Volunteers at the Scottish Vintage Bus Museum are gearing up for its silver anniversary in Fife.
Volunteer Edward Busst said it was difficult to imagine that it was nearly 25 years since it relocated from East Whitburn to Lathalmond.
“East Whitburn consisted of one very cramped shed which housed a small collection of preserved buses.”
Having squeezed in there for a decade, the decision was taken to plough money into buying 45 acres at the former Royal Navy Store Depot.
While it was in poor condition it did have enough sheds to house the collection.
Worries it was perhaps too big a site were soon brushed aside as calls came in from others wanting to use the facilities.
“Today, there is actually a waiting list of vehicles wishing to be housed in the museum.”
Thanks to contacts and donors, it houses some of the best equipped workshops in the county.
Guide Sundays was an early result of the move to Lathalmond and has proved to be popular, Edward said.
Visitors can wander round, and have a birl on some of the vintage vehicles there.
“From humble beginnings this has grown to be a valuable asset,” he said.
The fleet will soon be joined by a Dennis Dart which is fitted with wheelchair facilities – this is in response to criticism over the years about the lack of accessible transport, he said.
A 1976 Alexander-bodied Daimler Fleetline is also currently in the workshops being prepared for use.
But it’s not only buses – the remnants of the railway which served the naval stores was found to be still in place.
Soon a group of volunteers started restoring this.
The external line no longer exists but trains, both standard and narrow gauge, are now able to operate within the site.

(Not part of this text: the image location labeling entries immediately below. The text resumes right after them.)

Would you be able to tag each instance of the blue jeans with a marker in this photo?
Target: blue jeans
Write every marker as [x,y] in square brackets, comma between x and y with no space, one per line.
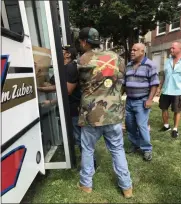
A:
[114,141]
[137,124]
[76,131]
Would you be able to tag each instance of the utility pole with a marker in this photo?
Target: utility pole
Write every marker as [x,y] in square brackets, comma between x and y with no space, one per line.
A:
[65,24]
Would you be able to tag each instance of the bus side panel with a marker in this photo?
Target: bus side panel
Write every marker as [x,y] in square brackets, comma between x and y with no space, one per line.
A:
[18,178]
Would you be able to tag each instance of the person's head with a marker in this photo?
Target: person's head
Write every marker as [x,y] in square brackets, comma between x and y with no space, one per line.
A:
[89,39]
[137,52]
[175,49]
[69,53]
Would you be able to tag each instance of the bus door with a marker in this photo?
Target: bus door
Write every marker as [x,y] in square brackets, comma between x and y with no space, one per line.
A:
[56,125]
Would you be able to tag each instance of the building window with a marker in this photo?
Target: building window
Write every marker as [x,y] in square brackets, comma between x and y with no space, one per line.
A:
[161,28]
[176,23]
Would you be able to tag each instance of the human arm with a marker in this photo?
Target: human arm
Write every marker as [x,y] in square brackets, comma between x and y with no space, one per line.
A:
[161,85]
[71,77]
[154,83]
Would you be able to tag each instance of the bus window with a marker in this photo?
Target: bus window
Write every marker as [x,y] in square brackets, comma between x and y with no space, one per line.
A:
[11,20]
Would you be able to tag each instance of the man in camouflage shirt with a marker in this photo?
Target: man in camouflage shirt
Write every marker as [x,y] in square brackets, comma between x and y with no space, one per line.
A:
[101,110]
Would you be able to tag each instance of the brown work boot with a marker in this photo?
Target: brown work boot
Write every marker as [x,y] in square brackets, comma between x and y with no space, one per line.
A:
[128,193]
[84,188]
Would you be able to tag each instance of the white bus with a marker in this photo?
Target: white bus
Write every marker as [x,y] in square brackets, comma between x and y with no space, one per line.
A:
[33,138]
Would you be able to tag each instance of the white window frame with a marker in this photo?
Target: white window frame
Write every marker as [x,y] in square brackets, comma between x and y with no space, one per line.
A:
[170,26]
[157,29]
[4,16]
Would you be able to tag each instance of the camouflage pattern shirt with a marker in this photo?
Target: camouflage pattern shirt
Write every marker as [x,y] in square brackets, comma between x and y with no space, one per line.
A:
[100,77]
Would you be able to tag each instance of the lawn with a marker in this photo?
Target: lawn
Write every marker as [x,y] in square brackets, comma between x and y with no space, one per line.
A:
[158,181]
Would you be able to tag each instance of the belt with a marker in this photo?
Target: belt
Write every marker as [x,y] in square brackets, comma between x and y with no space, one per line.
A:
[137,98]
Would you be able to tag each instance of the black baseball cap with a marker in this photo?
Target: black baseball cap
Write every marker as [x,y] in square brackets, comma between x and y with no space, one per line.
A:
[91,35]
[72,50]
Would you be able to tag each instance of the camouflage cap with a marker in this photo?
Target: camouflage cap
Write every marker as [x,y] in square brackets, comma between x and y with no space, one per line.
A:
[91,35]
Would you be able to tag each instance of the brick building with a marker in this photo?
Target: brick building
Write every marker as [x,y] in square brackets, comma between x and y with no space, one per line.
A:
[161,39]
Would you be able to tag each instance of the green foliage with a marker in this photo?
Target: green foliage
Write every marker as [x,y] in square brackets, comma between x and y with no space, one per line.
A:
[158,181]
[122,19]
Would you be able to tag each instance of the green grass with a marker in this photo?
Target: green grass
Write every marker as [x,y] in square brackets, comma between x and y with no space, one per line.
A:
[158,181]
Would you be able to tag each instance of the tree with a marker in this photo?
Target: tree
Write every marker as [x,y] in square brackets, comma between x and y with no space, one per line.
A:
[122,20]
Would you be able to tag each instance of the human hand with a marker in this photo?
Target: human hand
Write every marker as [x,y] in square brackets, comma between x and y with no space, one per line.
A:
[148,103]
[158,92]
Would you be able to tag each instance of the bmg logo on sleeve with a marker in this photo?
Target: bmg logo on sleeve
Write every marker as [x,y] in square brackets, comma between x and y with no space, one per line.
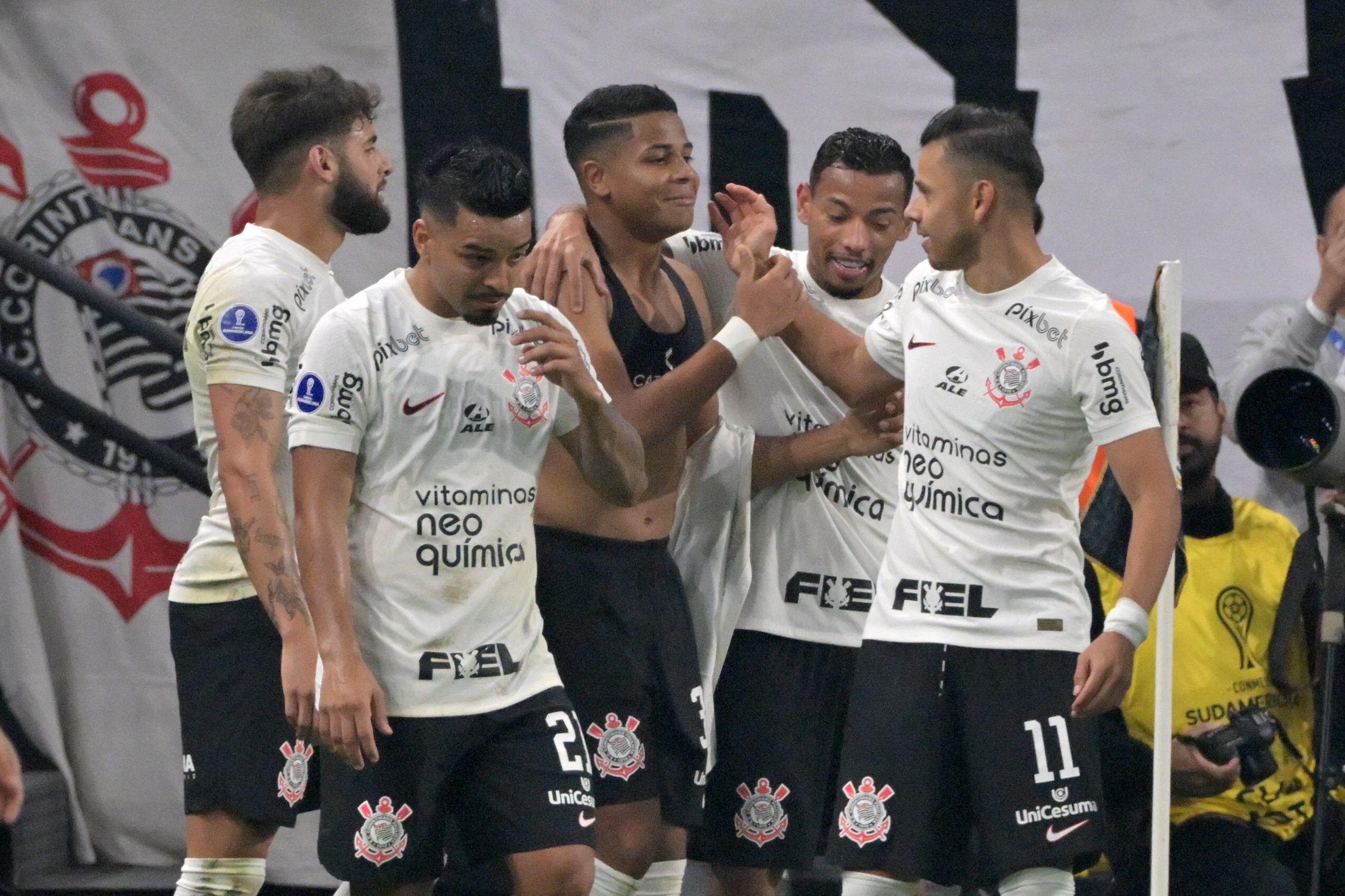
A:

“Over the years the museum has gone from obscurity to become the largest museum of this type in the world.
“Visitors do actually arrive from virtually every country in the world as can be seen from the comments in our visitors’ book,” he added.
As it prepares for its 2020 anniversary, it’s also looking to the major event in its calendar – an annual open weekend, which takes place on August 17 and 18.
A free bus service will operate from Dunfermline bus station for visitors.
Buses will be parked outside the sheds to display the variety of vehicles built over the past century.
In general a number of new vehicles are put on show.
Preserved vehicles not normally housed at Lathalmond also arrive and several bus firms will send examples of their fleet.
The site contains more than a mile of roads so there will be an internal bus service operating.
The railways are also hoping to operate on both days.